MTH1880 is a hypothetical protein from Methanobacterium thermoautotrophicum, a target organism of structural genomics. The solution structure determined by NMR spectroscopy demonstrates a typical α + β-fold found in many proteins with different functions. The molecular surface of the protein reveals a small, highly acidic pocket comprising loop B (Asp36, Asp37, Asp38), the end of β2 (Glu39), and loop D (Ser57, Ser58, Ser61), indicating that the protein would have a possible cation binding site. The NMR resonances of several amino acids within the acidic binding pocket in MTH1880, shifted upon addition of calcium ion. This calcium binding motif and overall topology of MTH1880 differ from those of other calcium binding proteins. MTH1880 did not show a calcium-induced conformational change typical of calcium sensor proteins. Therefore, we propose that the MTH1880 protein contains a novel motif for calcium-specific binding, and may function as a calcium buffering protein.
In the postgenomic era, it is now possible to use structural biology methods to annotate gene function before a new gene or protein is well characterized (Kim 1998). Attempts to do this on a large, even genome-wide scale have already started to yield structure-based, functional annotations for hypothetical proteins (Kennedy et al. 2002). Very recently, a number of structural genomics (or proteomics) efforts have provided correlations between biological function and fold classification for unknown gene products (Yang et al. 2003). In addition, the development of high-throughput technologies, for protein purification and structure determination, enables the determination of new protein structures in a short period of time, often revealing previously unknown biochemical functions as well as cellular mechanisms of new gene products (Zhang and Kim 2003).
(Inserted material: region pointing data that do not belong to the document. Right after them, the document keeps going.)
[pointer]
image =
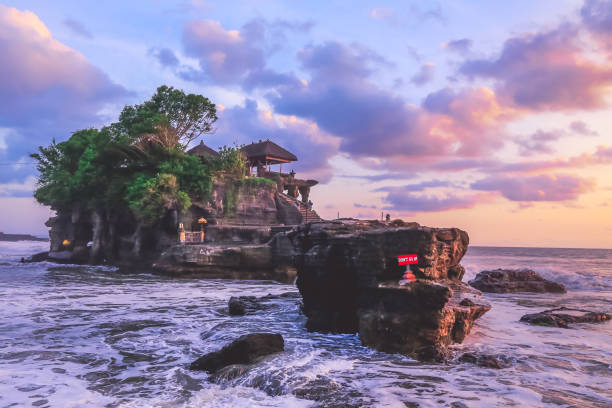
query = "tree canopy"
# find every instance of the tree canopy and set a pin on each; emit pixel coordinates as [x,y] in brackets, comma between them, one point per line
[137,163]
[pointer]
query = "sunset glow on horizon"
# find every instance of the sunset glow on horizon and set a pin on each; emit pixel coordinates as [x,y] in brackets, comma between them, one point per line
[494,119]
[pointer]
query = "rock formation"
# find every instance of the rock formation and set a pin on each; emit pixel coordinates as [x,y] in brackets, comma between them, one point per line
[246,349]
[563,317]
[512,281]
[348,276]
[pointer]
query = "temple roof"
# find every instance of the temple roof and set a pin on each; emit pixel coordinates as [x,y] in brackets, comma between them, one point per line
[267,150]
[202,150]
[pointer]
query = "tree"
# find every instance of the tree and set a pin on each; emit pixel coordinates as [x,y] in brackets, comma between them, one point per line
[150,198]
[187,116]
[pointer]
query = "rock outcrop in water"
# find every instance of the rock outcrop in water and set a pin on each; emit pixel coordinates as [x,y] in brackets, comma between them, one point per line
[244,305]
[246,349]
[563,317]
[513,281]
[348,276]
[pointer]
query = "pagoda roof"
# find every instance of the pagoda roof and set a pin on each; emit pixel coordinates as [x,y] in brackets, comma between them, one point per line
[202,150]
[267,150]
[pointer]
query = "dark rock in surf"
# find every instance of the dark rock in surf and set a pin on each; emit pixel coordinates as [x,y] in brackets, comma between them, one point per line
[38,257]
[563,317]
[514,281]
[348,276]
[246,349]
[244,305]
[485,360]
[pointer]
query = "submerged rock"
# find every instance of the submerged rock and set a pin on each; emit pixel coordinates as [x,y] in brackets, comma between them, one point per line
[563,316]
[348,276]
[246,349]
[243,305]
[485,360]
[513,281]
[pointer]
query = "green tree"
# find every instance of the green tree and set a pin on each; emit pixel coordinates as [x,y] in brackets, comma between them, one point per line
[150,198]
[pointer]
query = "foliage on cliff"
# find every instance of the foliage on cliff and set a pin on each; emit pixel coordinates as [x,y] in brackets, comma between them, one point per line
[137,163]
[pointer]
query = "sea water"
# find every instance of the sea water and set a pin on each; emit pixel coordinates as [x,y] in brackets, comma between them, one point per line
[82,336]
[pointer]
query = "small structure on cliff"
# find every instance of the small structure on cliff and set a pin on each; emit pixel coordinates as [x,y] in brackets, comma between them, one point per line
[202,150]
[265,153]
[260,156]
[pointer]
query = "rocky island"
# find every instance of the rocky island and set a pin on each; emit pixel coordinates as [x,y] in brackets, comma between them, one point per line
[133,195]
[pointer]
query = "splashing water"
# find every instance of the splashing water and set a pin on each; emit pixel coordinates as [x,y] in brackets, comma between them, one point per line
[79,336]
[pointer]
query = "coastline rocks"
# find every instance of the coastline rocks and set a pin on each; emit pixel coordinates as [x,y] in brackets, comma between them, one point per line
[246,349]
[485,360]
[243,305]
[563,316]
[348,276]
[513,281]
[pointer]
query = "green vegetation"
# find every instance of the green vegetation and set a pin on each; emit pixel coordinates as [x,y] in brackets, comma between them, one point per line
[139,162]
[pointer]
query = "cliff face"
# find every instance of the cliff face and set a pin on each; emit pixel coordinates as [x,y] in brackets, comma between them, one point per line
[348,276]
[115,236]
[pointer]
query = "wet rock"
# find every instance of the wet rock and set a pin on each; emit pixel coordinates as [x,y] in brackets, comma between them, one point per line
[563,317]
[230,372]
[38,257]
[485,360]
[243,305]
[246,349]
[514,280]
[348,276]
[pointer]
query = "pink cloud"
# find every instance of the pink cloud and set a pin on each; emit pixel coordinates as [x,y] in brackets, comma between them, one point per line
[545,71]
[536,188]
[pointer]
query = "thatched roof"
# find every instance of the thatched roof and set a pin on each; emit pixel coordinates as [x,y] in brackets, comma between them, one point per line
[267,151]
[202,150]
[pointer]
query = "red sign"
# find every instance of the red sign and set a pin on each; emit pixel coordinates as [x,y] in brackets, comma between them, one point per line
[407,259]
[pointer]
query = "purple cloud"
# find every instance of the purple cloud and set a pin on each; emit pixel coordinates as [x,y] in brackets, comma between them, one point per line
[536,188]
[545,71]
[78,28]
[460,46]
[403,199]
[539,142]
[597,18]
[58,94]
[237,56]
[164,56]
[582,128]
[424,76]
[246,124]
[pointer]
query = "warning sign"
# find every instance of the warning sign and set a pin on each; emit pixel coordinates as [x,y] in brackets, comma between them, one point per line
[407,259]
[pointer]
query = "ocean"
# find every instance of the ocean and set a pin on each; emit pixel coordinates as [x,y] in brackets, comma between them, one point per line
[83,336]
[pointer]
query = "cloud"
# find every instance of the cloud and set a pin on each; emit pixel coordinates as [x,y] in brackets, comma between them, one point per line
[538,142]
[582,128]
[237,56]
[77,28]
[19,189]
[46,88]
[536,188]
[597,18]
[246,124]
[425,74]
[545,71]
[460,46]
[415,187]
[164,56]
[601,156]
[403,199]
[357,205]
[386,14]
[224,55]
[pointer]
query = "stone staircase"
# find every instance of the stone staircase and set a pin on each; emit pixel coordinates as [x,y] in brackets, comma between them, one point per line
[309,215]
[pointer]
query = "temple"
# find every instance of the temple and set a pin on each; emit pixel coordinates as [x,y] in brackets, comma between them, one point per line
[260,157]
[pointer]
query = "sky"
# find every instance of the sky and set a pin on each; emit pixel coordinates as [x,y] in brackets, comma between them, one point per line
[494,117]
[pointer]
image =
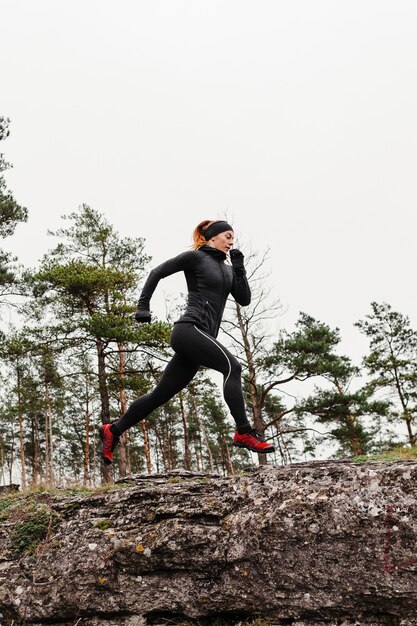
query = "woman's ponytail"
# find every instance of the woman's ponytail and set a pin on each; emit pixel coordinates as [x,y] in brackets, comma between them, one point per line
[198,234]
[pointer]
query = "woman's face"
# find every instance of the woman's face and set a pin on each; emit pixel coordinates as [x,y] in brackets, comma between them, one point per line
[222,241]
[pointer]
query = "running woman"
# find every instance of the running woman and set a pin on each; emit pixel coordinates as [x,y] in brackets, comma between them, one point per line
[193,339]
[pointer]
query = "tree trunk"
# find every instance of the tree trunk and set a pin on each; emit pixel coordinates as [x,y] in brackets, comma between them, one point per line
[86,477]
[187,455]
[122,447]
[49,461]
[146,446]
[21,435]
[104,399]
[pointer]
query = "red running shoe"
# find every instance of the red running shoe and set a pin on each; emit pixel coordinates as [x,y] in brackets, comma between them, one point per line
[110,441]
[252,441]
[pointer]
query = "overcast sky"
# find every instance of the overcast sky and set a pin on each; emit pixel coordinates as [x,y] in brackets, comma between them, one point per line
[297,117]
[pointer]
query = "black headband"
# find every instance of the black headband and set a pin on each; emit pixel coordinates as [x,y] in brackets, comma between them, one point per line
[216,229]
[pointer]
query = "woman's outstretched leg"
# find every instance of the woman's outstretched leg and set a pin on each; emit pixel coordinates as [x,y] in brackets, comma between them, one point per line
[178,373]
[189,340]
As part of an on-going structural genomics effort on proteins from the thermophilic methanogen, Methanobacterium thermoautotrophicum (Christendat et al. 2000), we have determined the solution structure of MTH1880. MTH1880 is a hypothetical protein from M. thermoautotrophicum, and shares high sequence similarity to only one other protein, Y858, from Methanococcus janaschii (∼80% sequence identity). However, the molecular function and structure of Y858 are still unknown. The solution structure was searched for structural homologs, which may indicate clues to its biochemical or cellular function. From its molecular surface and charge distribution, we identified a putative cation, calcium binding site.
NMR resonance assignments and secondary structures
Resonance assignments of all backbone resonances were made using HNCA, HNCACB, CBCA(CO)NNH, and HN(CO)CA data. Most of the side-chain assignments were accomplished by combined use of 3D HCCH-TOCSY and 15N-edited TOCSY-HSQC experiments. Secondary structures were readily identified from the chemical shift index (CSI; Wishart and Sykes 1994; Wishart et al. 1995) and NOE information (Wagner et al. 1986). The secondary structure of MTH1880 consisted of a three-stranded antipa-rallel β-sheet (residues 6–11, 39–44, and 51–55) and three short α-helices (residues 22–30, 63–73, and 82–87). A number of hydrogen bonds are found within the main-chain atoms of the secondary structures.
Solution structure of MTH1880
Most of the residues involved in forming the hydrophobic core of MTH1880 are found between the β-sheets (β3 and β4) and Helix 2. Although Helix 1 participates in the formation of the hydrophobic core, it has a dynamic feature based on rapid amide hydrogen exchange rates. Helix 3 at the C terminus packs against the β-sheets to cover the hydrophobic core residues (Fig. 1). There are five loops, comprising residues 12–21, 31–38, 45–50, 56–64, and 74–81. Interestingly, the charged residues in these loops endow MTH1880 with a strong dipolar nature. Two loops (B [31–38] and D [56–64]) generate a highly acidic surface on the protein, whereas loop C (45–50) and loop E (74–81) create a highly basic surface. The loops B–D are rather rigid relative to those of the loops C–E, which might provide some clues to infer the molecular function of MTH1880.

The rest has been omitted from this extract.